The penal law of the sharia, the hallmark of Islamic law in western perception, was not always entrusted to sharia courts on account of their rigorous requirements of evidence and proof, and often relegated instead to police and military courts and procedures. In practice, sharia courts applied primarily to the private and commercial affairs of the subjects, not to the rulers and government affairs. Family relations and disputes - of marriage, divorce, custody, inheritance and financial obligations - constituted the primary realm of sharia courts and applications.

A modernist adaptation

Legal reforms in the Ottoman empire and the successor states and in Egypt and Iran, from the nineteenth century, have seen the etatisation of law in systematic positive codes. These have included the wholesale incorporation of European codes: Swiss, Belgian and Italian. Elements of the sharia were retained primarily for family law, but they became state law, subject to state legislation and amendment. The legal ideology of the historic Muslim states was that the law originated from the dual sources of God and the king (not unlike some Christian formulations).
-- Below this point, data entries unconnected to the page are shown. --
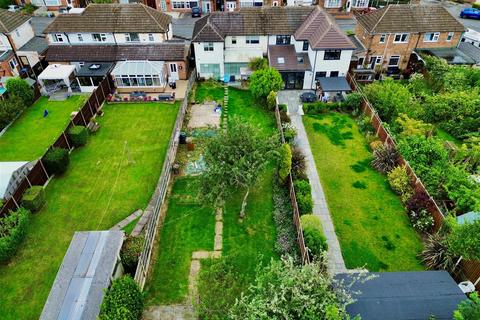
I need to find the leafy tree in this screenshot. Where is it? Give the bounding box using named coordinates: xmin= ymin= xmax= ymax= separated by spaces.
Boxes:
xmin=201 ymin=119 xmax=278 ymax=218
xmin=6 ymin=77 xmax=33 ymax=106
xmin=248 ymin=58 xmax=268 ymax=71
xmin=229 ymin=258 xmax=360 ymax=320
xmin=250 ymin=68 xmax=283 ymax=98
Most modern states in the Muslim world derive the law, theoretically, from legislative processes and institutions, including parliaments, which ultimately have authority over holy law. And this is where the divergence from the informal sharia practices in Muslim communities in the diaspora, referred to by the archbishop, diverge from modern reforms. Whereas modern legislation has for the most part tried to get away from the rigours of the sharia regarding the status of women and children, informal communal practices have no such inhibitions.

Some modernist analysts and commentators emphasise the variability and malleability of the sharia. However, when it comes to family law, the sharia corpus has been fairly stable and predictable over the centuries, with minor variations between the four Sunni schools and Shi'a fiqh. Its main features are well known:

* polygamy, the right of the man to take four wives (and for the Shi'a the possibility of temporary "pleasure" marriages)

* the right of the husband to unilateral divorce/renunciation, while the wife has very limited rights in initiating divorce

* custody laws that favour the husband and his kin

* the duty of the husband to provide for the household

* mutual sexual obligations; rules over financial settlements at marriage, divorce and custody.

From these elements, other obligations on the wife were derived and were widely observed. These include, most significantly, the husband's right to allow or prohibit the wife's activity (if any) outside the home, including work and travel. The segregation of the sexes in public and the requirements of hijab on women are also features in many instances.

In addition, there is the penal provision for adultery, applicable to men and women, of beating for unmarried offenders, and stoning to death for the married.

This corpus is observed in its entirety in Saudi Arabia and under the Taliban regime (still, reportedly, prevalent in many parts of Afghanistan). The Islamic Republic of Iran attempted to institute this corpus in the country's laws after the 1979 revolution, though it faced strong opposition and pressures for reform, often from within Islamic circles; in consequence it has, over the three decades of the republic, been led to moderate many of these impositions.

Now the faction of the regime led by the president, Mahmoud Ahamdinejad, is pressing to return to the original impulse and undermine the reforms in turn.